CBS News asked noted figures in the arts, business and politics about their experience in today's civil rights movement, or about figures who inspired them in their activism.

Kerry Kennedy, activist; daughter of Robert F. Kennedy

Is there something that you'd like to share about your personal connection to civil rights issues?

Some of my earliest memories are of visiting my father, Robert Kennedy, at the Justice Department during the height of the civil rights movement. After one of those visits in the summer of 1963, my father wrote me a letter that I still have today. It reads:

Dear Kerry,
Today was an historic day, not only because of your visit. A few moments ago, over the objections of the Governor, two Negroes integrated the University of Alabama. I hope these troubles will be over long before your pretty little head is at college.

That afternoon, President John F. Kennedy decided to propose a civil rights bill on national television. Almost unanimously, President Kennedy's advisors counseled against the speech. Only one supported his decision: my father.
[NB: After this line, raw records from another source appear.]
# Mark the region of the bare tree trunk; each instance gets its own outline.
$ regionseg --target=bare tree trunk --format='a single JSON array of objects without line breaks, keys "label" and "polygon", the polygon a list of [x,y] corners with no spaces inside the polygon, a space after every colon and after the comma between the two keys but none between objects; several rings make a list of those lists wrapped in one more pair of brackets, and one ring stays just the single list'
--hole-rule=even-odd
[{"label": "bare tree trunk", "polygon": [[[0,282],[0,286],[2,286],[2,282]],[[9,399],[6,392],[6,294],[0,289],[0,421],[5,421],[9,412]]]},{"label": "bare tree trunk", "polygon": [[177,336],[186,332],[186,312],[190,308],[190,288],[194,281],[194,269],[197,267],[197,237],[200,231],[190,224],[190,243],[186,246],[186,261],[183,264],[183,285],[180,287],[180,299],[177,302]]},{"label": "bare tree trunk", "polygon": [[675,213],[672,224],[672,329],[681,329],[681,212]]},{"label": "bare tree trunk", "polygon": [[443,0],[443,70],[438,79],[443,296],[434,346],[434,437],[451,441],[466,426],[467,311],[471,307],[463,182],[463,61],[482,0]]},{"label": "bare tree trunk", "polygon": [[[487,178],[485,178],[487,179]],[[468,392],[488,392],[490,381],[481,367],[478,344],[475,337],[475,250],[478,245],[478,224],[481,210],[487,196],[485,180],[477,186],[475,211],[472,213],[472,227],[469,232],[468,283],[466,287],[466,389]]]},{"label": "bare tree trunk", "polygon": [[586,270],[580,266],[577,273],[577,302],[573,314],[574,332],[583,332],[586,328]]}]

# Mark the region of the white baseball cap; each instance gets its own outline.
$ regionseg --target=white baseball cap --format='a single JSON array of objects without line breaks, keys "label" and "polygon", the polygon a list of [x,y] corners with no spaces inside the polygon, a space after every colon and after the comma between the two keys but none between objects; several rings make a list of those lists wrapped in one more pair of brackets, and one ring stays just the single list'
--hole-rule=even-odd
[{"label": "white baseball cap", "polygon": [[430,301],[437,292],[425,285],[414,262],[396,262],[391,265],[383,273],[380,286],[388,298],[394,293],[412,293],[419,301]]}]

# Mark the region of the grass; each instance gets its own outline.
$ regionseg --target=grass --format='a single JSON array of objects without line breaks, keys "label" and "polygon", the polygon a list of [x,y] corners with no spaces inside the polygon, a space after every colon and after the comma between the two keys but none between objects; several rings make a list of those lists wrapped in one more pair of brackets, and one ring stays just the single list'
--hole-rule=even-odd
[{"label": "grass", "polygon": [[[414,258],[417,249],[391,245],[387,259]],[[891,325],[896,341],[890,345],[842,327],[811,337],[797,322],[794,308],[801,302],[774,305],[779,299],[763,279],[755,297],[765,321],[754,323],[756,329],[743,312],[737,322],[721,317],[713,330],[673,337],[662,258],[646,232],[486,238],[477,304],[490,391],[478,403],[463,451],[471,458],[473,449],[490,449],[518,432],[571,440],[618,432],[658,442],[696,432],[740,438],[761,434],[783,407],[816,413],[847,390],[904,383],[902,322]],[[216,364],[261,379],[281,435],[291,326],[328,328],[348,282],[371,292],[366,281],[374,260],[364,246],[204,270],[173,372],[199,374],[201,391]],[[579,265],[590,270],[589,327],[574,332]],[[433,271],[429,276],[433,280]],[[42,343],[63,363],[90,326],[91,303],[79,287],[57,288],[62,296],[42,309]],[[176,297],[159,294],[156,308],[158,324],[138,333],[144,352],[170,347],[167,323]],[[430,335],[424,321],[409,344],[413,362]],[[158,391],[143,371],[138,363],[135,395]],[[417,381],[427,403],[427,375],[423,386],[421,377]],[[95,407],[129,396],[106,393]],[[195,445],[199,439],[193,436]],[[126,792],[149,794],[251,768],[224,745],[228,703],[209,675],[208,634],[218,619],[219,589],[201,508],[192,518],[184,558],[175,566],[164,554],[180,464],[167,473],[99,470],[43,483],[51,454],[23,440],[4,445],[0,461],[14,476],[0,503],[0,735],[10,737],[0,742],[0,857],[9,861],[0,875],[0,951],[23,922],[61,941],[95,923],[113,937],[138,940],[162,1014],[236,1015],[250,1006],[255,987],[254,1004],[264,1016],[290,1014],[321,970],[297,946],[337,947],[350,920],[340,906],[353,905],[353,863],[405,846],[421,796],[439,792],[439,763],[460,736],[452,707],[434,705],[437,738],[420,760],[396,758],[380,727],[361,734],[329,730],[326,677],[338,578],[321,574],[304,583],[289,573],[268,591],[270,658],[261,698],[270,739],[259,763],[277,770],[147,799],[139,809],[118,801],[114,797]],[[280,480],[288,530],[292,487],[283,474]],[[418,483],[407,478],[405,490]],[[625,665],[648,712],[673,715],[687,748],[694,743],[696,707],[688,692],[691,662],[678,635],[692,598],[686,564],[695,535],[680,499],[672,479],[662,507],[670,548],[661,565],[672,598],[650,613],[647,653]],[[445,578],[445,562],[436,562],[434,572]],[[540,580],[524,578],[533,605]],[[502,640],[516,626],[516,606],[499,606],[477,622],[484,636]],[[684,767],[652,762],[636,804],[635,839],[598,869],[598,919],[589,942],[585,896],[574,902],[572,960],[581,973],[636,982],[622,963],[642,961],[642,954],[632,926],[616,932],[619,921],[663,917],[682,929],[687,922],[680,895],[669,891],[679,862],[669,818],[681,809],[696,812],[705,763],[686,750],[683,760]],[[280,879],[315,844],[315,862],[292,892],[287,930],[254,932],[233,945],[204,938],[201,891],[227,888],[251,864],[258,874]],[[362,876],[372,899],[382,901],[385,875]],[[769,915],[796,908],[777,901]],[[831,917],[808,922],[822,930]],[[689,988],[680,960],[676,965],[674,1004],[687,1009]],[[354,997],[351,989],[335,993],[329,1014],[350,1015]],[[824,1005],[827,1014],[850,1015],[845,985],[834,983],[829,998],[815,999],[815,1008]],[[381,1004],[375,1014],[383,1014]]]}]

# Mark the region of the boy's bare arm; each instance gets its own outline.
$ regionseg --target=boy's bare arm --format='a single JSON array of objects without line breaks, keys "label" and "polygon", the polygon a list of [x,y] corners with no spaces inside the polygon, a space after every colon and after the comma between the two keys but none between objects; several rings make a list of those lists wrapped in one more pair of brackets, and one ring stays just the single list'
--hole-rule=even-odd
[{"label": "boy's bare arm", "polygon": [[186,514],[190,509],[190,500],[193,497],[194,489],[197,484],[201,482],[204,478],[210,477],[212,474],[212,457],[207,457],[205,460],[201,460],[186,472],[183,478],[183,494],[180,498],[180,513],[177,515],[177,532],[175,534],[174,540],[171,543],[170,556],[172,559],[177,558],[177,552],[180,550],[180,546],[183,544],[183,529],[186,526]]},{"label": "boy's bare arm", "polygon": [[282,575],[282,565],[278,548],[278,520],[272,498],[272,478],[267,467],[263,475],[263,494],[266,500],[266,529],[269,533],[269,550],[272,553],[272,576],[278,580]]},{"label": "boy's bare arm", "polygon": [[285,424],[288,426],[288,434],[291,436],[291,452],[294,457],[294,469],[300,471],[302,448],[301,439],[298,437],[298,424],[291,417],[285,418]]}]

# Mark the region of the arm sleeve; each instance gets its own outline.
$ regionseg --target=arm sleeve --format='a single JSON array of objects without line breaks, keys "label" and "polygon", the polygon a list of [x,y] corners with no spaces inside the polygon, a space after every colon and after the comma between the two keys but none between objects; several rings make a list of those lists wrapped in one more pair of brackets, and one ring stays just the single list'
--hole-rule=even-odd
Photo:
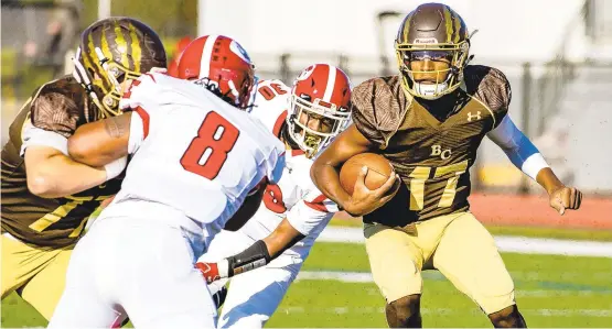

Robert Kennedy didn't just encourage the president to give the address; he urged him to treat the issue not as one of politics, but as one of morality.

Kerry Kennedy Amy Gaskin

President Kennedy took his brother's advice. "We are confronted primarily with a moral issue," he told the nation that evening. "It is as old as the scriptures and is as clear as the American Constitution."

It speaks to the depth of my father's idealism that on the same day he sent National Guardsmen to stop the governor who was literally blocking the university's entrance and to protect two students who simply wanted an education, he could write a message of hope to his three-year-old daughter, and he could trust that the American people were ready to hear their president question the nation's ethical direction.

His optimism was well-placed. A year later, Congress passed the Civil Rights Act. And five years later, during his 1968 presidential campaign, Robert Kennedy predicted that within four decades there would be an African-American president -- a prediction which, in no small part because of his efforts, came true exactly 40 years later.

Our nation has traveled a remarkable distance since the tense summers of the 1960s. But for as much satisfaction as he would have taken in our progress, my father would have regarded President Obama's election as only a beginning, just as he regarded the Civil Rights Act as only a beginning. For we still live in a nation where poverty and hunger persist, where discrimination and persecution endure, and where justice and equality remain elusive for far too many Americans.

Robert Kennedy would have been proud of our nation today. And he would have been the first to remind us of how much was left to be done.